You can extract, transform, and load a Kafka record into Hive in a single transaction.

  1. Create a table to represent source Kafka record offsets.
    CREATE TABLE kafka_table_offsets(partition_id int, max_offset bigint, insert_time timestamp);                
  2. Initialize the table.
    INSERT OVERWRITE TABLE kafka_table_offsets 
    SELECT `__partition`, min(`__offset`) - 1, CURRENT_TIMESTAMP 
    FROM wiki_kafka_hive 
    GROUP BY `__partition`, CURRENT_TIMESTAMP;
  3. Create the destination table.
    CREATE TABLE orc_kafka_table (partition_id int, koffset bigint, ktimestamp bigint,
      `timestamp` timestamp , `page` string, `user` string, `diffurl` string, 
      `isrobot` boolean, added int, deleted int, delta bigint
    ) STORED AS ORC;
  4. Insert Kafka data into the ORC table.
    FROM wiki_kafka_hive ktable JOIN kafka_table_offsets offset_table
    ON (ktable.`__partition` = offset_table.partition_id 
    AND ktable.`__offset` > offset_table.max_offset )

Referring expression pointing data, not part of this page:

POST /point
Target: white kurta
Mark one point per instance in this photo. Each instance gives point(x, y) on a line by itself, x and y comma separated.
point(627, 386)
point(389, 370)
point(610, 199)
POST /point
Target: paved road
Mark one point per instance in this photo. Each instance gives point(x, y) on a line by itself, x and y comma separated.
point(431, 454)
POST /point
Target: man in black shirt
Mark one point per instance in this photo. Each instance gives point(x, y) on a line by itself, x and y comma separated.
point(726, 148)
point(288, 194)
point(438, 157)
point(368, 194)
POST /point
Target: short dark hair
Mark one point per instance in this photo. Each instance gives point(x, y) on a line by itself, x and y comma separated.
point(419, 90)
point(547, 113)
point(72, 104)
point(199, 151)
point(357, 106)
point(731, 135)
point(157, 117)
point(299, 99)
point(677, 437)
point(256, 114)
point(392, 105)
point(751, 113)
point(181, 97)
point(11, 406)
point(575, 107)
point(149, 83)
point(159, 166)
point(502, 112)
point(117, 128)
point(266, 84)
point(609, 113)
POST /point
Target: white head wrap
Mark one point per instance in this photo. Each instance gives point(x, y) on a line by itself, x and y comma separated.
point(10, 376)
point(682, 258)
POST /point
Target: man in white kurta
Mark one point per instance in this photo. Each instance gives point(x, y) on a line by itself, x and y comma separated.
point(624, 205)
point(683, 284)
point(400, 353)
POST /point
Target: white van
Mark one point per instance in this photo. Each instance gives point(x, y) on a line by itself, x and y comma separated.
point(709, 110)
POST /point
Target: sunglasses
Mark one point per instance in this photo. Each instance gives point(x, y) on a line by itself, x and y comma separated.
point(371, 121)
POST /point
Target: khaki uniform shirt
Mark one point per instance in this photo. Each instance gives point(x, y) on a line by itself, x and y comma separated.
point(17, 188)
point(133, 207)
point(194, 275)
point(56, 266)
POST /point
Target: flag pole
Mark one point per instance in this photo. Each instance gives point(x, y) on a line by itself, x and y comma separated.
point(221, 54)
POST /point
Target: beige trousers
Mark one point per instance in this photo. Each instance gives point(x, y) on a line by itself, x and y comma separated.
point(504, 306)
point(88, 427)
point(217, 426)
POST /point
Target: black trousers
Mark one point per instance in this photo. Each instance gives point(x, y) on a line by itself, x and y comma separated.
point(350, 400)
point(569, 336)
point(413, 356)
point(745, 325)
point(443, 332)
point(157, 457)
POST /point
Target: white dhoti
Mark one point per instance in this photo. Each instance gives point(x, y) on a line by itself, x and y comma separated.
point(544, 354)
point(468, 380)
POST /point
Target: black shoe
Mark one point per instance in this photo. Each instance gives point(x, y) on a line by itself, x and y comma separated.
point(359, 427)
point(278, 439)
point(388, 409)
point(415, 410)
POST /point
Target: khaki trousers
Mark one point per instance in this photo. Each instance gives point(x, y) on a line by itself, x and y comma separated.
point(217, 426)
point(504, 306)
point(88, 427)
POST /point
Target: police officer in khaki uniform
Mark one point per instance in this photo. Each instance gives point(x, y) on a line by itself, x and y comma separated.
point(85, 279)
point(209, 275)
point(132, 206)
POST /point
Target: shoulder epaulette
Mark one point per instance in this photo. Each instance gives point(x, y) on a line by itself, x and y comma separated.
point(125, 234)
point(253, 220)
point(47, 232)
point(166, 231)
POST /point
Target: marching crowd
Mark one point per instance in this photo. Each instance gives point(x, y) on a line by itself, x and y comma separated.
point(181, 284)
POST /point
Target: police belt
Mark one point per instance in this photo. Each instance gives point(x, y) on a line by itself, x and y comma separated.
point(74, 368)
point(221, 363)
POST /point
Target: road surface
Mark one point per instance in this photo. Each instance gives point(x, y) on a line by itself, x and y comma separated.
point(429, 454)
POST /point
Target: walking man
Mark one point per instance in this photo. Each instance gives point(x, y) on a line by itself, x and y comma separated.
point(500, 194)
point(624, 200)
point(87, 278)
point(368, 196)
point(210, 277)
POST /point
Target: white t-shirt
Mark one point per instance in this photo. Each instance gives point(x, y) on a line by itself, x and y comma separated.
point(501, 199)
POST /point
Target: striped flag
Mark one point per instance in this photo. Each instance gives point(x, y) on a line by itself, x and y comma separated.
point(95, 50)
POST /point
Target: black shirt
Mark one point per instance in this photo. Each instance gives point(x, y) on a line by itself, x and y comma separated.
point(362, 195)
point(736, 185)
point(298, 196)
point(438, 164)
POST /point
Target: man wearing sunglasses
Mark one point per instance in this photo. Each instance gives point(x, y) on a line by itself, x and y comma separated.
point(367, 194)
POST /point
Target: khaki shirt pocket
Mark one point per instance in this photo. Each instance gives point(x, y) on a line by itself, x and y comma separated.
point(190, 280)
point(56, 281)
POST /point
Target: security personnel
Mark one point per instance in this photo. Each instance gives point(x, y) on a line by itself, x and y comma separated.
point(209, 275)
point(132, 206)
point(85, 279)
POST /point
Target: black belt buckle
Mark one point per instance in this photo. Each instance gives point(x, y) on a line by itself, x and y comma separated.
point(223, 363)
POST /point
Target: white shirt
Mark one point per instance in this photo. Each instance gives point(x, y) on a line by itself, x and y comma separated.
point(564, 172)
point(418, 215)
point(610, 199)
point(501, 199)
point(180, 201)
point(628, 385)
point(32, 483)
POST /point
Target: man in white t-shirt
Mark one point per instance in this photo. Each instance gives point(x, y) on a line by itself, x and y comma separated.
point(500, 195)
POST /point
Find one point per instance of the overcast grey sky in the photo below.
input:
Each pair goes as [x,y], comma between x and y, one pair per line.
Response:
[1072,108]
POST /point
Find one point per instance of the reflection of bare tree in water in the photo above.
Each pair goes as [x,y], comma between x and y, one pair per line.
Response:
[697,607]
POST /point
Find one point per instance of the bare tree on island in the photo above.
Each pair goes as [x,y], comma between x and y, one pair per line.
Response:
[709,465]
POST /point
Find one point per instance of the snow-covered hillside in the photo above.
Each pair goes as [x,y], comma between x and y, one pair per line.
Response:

    INSERT INTO TABLE orc_kafka_table 
    SELECT `__partition`, `__offset`, `__timestamp`,
      `timestamp`, `page`, `user`, `diffurl`, `isrobot`, added , deleted , delta
    INSERT OVERWRITE TABLE kafka_table_offsets 
    SELECT `__partition`, max(`__offset`), CURRENT_TIMESTAMP 
    GROUP BY `__partition`, CURRENT_TIMESTAMP;
  5. Check the insertion.
    SELECT MAX(`koffset`) FROM orc_kafka_table LIMIT 10;
    
    SELECT COUNT(*) AS c FROM orc_kafka_table 
    GROUP BY partition_id, koffset HAVING c > 1;
  6. Repeat step 4 periodically until all the data is loaded into Hive.